Last year's participants learned that acting isn't as easy as it looks, says McIntyre. "Several of them said how difficult it was, the multi-tasking that acting takes," says McIntyre, who co-wrote Jail Baby with Cairn Moore. "Some of them struggled with being in the moment, learning lines and focusing on their scene partner."
This year's theme is family ties, a subject that offers great theatrical scenes, many penned by Winnipeggers. Paley will do a bit from Rick Chafe's The Secret Mask while Ljungberg will play an Elvis impersonator in Sharon Bajer's Burnin' Love.
While Stoughton was recently preoccupied with skipping his foursome to the provincial championship, he kind of forgot about So You Think You Can Act. He even had to check that he will be portraying Danny in a scene from The Norbals, a family drama by former Winnipegger Brian Drader.
"I don't think I'll have time to memorize all my lines," he says. "I think I will have some cheat sheets hanging somewhere."
Stoughton is not a complete novice as an actor; he appeared in the 2002 Canadian curling movie Men With Brooms, in which he pulled off a spinarama shot in one take.
"It wasn't a speaking role, I was spinning but not speaking," says Stoughton, who tried, but failed to keep the rest of his foursome from discovering that he would be trying to act in public. "This time you can expect that I will forget my lines and embarrass myself, which is fine."
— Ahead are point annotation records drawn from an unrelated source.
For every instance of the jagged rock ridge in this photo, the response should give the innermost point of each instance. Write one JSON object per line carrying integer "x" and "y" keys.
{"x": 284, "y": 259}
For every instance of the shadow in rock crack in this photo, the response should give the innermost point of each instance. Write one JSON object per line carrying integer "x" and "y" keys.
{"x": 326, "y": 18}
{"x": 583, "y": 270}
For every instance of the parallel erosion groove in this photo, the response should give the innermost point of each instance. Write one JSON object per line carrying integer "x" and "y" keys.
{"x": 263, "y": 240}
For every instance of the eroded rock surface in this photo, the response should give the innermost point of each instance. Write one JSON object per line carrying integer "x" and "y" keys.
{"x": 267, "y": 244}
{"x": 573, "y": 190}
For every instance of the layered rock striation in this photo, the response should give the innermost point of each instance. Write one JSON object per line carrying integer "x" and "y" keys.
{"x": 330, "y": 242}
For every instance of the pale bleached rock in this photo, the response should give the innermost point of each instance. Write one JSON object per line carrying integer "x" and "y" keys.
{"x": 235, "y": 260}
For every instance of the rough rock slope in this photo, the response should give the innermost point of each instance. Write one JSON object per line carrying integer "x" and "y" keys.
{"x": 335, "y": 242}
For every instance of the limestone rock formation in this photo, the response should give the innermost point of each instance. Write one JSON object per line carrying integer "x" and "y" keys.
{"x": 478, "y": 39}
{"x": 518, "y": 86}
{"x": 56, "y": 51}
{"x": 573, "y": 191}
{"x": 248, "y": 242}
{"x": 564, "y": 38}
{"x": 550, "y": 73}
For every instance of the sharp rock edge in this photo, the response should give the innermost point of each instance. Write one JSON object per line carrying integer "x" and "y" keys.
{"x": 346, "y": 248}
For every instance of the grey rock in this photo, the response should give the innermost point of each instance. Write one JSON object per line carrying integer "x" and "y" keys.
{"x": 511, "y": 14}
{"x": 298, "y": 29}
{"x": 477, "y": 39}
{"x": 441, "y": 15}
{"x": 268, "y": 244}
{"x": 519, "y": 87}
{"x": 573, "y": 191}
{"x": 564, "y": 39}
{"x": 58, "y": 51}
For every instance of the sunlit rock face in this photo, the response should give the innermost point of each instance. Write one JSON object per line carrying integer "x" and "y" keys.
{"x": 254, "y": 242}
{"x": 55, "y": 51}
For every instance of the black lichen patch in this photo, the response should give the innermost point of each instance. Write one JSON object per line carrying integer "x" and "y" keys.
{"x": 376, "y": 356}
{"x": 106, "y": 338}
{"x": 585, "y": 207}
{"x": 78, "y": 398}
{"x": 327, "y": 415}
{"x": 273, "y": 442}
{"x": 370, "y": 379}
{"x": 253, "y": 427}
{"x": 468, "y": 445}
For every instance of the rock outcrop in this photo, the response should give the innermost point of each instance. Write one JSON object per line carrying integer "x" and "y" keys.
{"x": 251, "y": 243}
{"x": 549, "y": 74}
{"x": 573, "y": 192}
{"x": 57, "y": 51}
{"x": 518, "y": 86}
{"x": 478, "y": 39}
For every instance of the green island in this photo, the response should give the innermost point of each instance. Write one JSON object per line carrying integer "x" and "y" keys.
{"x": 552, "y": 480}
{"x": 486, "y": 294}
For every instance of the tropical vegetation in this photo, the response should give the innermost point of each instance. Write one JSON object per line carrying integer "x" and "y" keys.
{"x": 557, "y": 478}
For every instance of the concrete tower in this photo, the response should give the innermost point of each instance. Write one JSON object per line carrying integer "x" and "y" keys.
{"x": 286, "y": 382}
Scott, the former University of Manitoba soccer star, was keen to be a part of So You Think You Can Act. The stage was a main focus for her while attending West Kildonan Collegiate.
"Back in my high school days it was about the drama classes and the plays, so this is right up my alley," says the 25-year-old midfielder. "I wanted to get involved."
She was cast in lead roles in many student productions, including Annie, and this time will appear in Norm Foster's Maggie's Getting Married, in which she plays the bride-to-be's older sister who discovers she has been intimately acquainted with the prospective groom. Being in the spotlight by herself is not something Scott is used to any more.
"Soccer is a team sport, so there is more pressure on you individually in theatre," says Scott, who is finishing up her degree at U of M. "That's why I love team sports. You have 10 other people behind you to pick up the slack."
She will admit to being nervous about her stage performance Wednesday, but she's not concerned about the crowd; the Gas Station Theatre has only 232 seats.
"The largest audience was 28,000 for the Canada-Great Britain game at the Olympics," she says. "It will be a little smaller at the Gas Station. I should be able to handle it."